The foundation would build the complex at no cost to the taxpayers by getting donations and by securing independent financing. It would lease the office building: Bond says he has talked with American Airlines (one wonders if he had to stand in line). According to Bond, “The DISD will be under no obligation or liability for any part of the complex.” The foundation would assume the liability. At present the foundation has assets totaling $480,000, so its ambition in announcing a hundred-million dollar project is to be admired. The foundation knows how to stretch a dollar.

The foundation could put that knowledge to good use, since it has very few dollars to stretch. As we reported in our last issue, the foundation in its first year was supposed to have raised $2 million (if you listened to Bond) or $4 million (if you listened to Estes). But it is now in its second year and has yet to raise its first million.

This might lead one to conclude that the notion of building hotels and things is a bit premature. Or that it might be illegal. Or that it might just be dumb. But one should never underestimate the power of a bad idea. Nolan Estes has put over a lot of ideas in his decade as superintendent. By announcing Eastern Gateway only a few months before his retirement, he has given us something to remember him by. In just the way he ought to be remembered.



Pets Left Behind

A red blur caught the corner of my eye. I was driving down McKinney approaching Cole Park on a Saturday afternoon. A man in a red shirt ran from the park a half block ahead of me to a car waiting with its engine running and a door open. He jumped in, slammed the door, and the car sped off. By this time I was attentive, playing junior detective. (The last time I had seen a running man jump into a car and speed off, it turned out he had stolen a pistol from a pawn shop.)
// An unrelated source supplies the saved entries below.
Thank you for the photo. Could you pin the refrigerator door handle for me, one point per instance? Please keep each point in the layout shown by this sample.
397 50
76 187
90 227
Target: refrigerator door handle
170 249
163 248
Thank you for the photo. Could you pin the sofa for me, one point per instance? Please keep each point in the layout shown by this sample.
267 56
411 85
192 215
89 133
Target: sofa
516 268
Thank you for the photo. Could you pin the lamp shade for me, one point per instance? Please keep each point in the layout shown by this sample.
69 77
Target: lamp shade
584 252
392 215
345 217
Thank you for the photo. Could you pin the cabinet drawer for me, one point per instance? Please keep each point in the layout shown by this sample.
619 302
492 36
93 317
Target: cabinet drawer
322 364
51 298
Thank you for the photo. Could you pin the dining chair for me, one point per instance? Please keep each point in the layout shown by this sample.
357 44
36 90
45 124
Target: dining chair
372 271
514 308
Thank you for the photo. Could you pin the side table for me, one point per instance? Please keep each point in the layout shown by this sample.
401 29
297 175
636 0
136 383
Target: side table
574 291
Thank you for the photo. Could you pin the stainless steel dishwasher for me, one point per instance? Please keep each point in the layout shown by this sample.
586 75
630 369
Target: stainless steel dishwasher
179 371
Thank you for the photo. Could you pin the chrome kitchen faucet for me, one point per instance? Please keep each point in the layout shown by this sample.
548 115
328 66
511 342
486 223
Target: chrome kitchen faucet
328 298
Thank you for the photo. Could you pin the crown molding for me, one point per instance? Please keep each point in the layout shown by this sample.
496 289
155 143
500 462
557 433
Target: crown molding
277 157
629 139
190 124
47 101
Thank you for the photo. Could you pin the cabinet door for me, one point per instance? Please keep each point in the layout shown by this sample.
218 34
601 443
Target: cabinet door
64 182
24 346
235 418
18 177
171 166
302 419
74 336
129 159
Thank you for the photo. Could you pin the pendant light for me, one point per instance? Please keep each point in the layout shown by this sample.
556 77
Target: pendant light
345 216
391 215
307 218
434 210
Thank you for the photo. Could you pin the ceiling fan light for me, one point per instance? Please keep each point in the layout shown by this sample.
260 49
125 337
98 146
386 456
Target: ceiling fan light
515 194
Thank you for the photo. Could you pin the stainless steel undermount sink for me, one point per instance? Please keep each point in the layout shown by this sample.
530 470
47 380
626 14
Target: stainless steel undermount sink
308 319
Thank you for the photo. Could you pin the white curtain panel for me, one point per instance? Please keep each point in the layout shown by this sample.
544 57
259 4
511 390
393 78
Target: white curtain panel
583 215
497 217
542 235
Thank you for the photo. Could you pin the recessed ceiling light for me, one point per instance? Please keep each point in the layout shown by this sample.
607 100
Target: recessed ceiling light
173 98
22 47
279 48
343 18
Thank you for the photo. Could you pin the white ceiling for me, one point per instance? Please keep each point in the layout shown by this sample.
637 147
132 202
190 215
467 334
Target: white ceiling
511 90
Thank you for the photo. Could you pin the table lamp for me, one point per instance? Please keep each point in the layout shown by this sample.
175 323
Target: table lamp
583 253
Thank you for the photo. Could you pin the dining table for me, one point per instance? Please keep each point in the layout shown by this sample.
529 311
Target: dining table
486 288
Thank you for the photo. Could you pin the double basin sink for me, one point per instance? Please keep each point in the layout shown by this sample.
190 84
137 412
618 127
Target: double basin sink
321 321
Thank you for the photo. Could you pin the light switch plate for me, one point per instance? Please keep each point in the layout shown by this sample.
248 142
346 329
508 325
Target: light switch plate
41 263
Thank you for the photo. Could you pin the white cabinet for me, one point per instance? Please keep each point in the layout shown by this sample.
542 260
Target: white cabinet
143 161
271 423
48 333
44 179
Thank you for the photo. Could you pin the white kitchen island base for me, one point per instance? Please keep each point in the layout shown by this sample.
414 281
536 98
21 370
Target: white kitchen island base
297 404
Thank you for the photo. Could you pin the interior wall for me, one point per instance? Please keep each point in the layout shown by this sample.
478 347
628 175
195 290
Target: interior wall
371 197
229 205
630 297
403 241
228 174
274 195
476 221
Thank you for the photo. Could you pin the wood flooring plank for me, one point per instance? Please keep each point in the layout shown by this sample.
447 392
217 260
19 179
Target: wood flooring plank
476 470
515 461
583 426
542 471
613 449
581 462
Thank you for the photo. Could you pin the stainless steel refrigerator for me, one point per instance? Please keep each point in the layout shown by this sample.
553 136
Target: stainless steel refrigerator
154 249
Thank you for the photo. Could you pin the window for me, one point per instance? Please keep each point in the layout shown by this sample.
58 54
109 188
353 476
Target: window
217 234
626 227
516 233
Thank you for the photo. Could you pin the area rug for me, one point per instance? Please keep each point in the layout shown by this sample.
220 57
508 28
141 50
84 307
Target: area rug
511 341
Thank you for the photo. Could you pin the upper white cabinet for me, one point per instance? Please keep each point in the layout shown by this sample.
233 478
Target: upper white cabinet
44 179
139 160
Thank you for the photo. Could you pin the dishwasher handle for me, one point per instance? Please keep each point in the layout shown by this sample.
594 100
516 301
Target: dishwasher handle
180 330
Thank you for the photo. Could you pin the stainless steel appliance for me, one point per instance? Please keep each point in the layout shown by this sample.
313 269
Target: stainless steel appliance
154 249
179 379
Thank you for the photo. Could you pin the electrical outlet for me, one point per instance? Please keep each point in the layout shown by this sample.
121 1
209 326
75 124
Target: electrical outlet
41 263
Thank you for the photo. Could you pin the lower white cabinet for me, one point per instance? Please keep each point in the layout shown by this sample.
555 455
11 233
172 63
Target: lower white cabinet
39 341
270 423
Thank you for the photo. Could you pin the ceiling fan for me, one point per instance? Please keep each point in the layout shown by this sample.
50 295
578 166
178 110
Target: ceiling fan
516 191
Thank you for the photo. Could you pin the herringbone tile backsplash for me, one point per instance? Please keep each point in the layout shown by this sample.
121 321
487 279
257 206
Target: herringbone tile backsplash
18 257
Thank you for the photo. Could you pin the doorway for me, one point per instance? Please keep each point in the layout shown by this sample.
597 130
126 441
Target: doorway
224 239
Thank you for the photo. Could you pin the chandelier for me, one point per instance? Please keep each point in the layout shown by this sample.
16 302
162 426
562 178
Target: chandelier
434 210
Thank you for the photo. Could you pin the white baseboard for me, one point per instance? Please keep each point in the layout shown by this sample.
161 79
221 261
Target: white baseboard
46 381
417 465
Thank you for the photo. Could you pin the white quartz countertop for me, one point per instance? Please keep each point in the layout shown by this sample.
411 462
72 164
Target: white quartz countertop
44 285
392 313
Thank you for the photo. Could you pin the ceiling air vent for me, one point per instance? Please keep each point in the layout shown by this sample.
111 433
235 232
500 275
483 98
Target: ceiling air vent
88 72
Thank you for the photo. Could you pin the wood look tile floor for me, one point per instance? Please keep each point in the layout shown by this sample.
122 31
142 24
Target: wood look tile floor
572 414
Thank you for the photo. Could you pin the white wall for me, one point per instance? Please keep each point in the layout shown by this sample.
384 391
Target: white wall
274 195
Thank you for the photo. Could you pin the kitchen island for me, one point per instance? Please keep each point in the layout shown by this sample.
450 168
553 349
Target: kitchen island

Still a half block behind I watched a small black dog chasing after the car. The little dog was running in and out of the street as the car took off, and I had to swerve to miss it. I was directly behind the car now, as we both slowed for the intersection at Fitzhugh. At the stop light I started to think about how the little dog was going to survive, especially about how it would keep from getting run over. This started to make me a little angry at the three people in the car in front of me. I took their license number. By the time the light had changed, I’d decided to circle back to the park to check on the dog.

It was panicked, yelping and jumping and racing around in crazy circles. An old man walked up with a dog on a leash. He asked if the black dog was mine, and I said no and told him what had happened. He squatted and whistled to the little dog and held out his hand, and it went to him, scared and shivering. Now he and I talked over the matter, making each other really angry at the people who had abandoned this dog in the park. When we saw a little bowl of water that had apparently been left to sustain the dog, the old man was so mad he kicked it over. He said he and his wife had nine cats at home because so many people moved out of their apartments and left their cats behind. He had spent eight dollars that morning on cat food. He said he wanted to take the dog home, but that his wife wouldn’t be too pleased, considering the nine cats and his own dog. I said take it home and call the animal shelter. After I put the little dog in the car and climbed in behind the wheel, the old man hesitated, then started toward my car, but changed his mind and waved and walked away.

When I got to the house, I called animal control and asked if there was a law against abandoning pets. The guy who answered said no. He said he could send a truck by to pick up the dog but I knew what that meant and declined. Later we placed the dog in a friendly home.

The fellow who answered the phone at animal control that Saturday afternoon was wrong. There is a law against abandoning animals. It’s understandable, though, that he didn’t know about it. Although, according to the city staff, thousands of pets are abandoned in Dallas every year, the record shows only two formal complaints. One of those involved a stolen car. The second is mine. Animal control investigators have turned over their case against the people in the car to the district attorney.